If he opens two doors, that means you've picked the correct door. So even though your original choice was 1/3 probability of winning, under the new circumstances, you have a probability of 1 (100% chance) of winning.

If you're wondering how that number 1/3 fits into the solution it fits like this: The probability that Monty can open two doors is 1/3 (the same as the probability that you selected correctly). So the number 1/3 is still in there - just in a different place!

If you're wondering why the probability changes in this case, but doesn't when he opens one door, the answer is this: When he opens just one door, he has not given you any information about the door you opened. When he opens two doors, he *has* (indirectly) given you information about your door.

To add to this, the only way Monty could do the two-door rule would be to have to have a pair of rules:

- If you pick the right door, he will open two doors. (this happens 1/3 of the time)
- If you pick the wrong door, he will open one door. (this happens 2/3 of the time)

The problem with this is: if you know the rules, you can do an always-winning strategy. If he opens two doors, you've automatically won, and if he only opens one door, that means you picked the wrong door, so you must swap. Monty would DEFINITELY not want to play by those rules!

Addendum: If you would like to look at a couple different ways of understanding the Monty Hall problem, you can find more write-up here: The Murky Swamp of Probability.
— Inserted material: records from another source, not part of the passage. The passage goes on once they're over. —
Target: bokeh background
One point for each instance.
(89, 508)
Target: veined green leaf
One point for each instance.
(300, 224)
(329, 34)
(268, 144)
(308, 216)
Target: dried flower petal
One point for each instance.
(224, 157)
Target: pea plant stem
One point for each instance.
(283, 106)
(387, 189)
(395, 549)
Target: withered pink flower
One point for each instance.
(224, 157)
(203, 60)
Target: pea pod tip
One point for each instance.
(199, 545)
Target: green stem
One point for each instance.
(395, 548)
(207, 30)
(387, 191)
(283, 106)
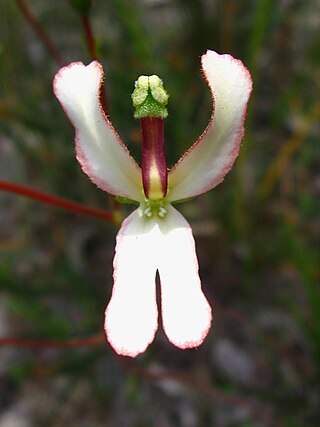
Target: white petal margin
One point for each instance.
(100, 151)
(132, 315)
(186, 314)
(211, 157)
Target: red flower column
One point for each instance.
(150, 99)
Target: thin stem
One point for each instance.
(57, 201)
(41, 33)
(96, 340)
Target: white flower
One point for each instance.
(156, 237)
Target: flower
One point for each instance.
(155, 237)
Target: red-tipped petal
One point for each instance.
(100, 151)
(211, 157)
(132, 314)
(186, 314)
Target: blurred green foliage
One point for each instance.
(262, 257)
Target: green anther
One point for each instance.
(150, 98)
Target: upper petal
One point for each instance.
(211, 157)
(132, 316)
(186, 314)
(100, 151)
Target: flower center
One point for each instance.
(152, 208)
(150, 100)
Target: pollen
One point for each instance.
(154, 208)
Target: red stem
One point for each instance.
(57, 201)
(73, 343)
(153, 156)
(41, 33)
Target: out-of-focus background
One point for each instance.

**Sledding in December**. Let's say my wife looked at the weather forecast and told me, "Every day but one this week is going to have a wind chill of -20 F, and there will be one day that's going to be sunny and warm. So, randomly pick a day for sledding." (My wife hates the cold, so she would definitely not do something as ridiculous as that!) We'll make the wild assumption for this example that the National Weather Service has 100% predictive accuracy.

So I pick Tuesday. I have a one-in-seven chance of "winning," based on the information I have. Of course, my wife has a different perspective, because she has more information than I do. She knows with 100% certainty whether I've picked correctly or not!

Now my wife says, "Okay, I'll tell you that the following days are going to be -20 F: Sunday, Monday, Thursday, Friday, Saturday."

She's narrowed my choices down to *two* possibilities. But it's important to remember that this was not a completely random choice. She didn't pick 5 out of 7 days to eliminate; she picked 5 out of *6*! She couldn't eliminate Tuesday, because that was the day I had picked, and if she eliminated it, I would be *forced *to change.

My reasoning now goes as follows: Based on my original information I was given, Tuesday had a 1/7 probability of being the best day for sledding. That means there was a 6/7 probability that one of the other days was the good sledding day. So there's a 6/7 probability that the good sledding day is: Sunday, Monday, Wednesday, Thursday, Friday or Saturday. As a probability equation, I could write:

P_{su }+ P_{m }+ P_{w }+ P_{th }+ P_{f }+ P_{sa }= 6/7

But now my wife has changed the problem. She's changed it by giving me more information: She's told me the values of all but one of those probabilities is zero!

That means: 0 + 0 + P_{w} + 0 + 0 + 0 = 6/7, which means that P_{w} = 6/7!

So do I switch my decision to Wednesday? You bet I do! The key to understanding this is that my wife's choice of information to give me is *not random*, and it therefore significantly alters the shape of the problem.

I hope that this is a helpful answer. The Monty Hall problem is one that repeatedly trips people up. I wonder if my blog post will increase the probability of people *not *getting tripped up by it!

PS - if you go to the Monty Hall game and change the game settings to 7 doors, 5 hints, that will be the same as my sledding example. Turn on the automation, and watch the percent. If you let it run long enough, you'll see that it eventually settles down to about 85.7%, which is the 6/7 probability we calculated.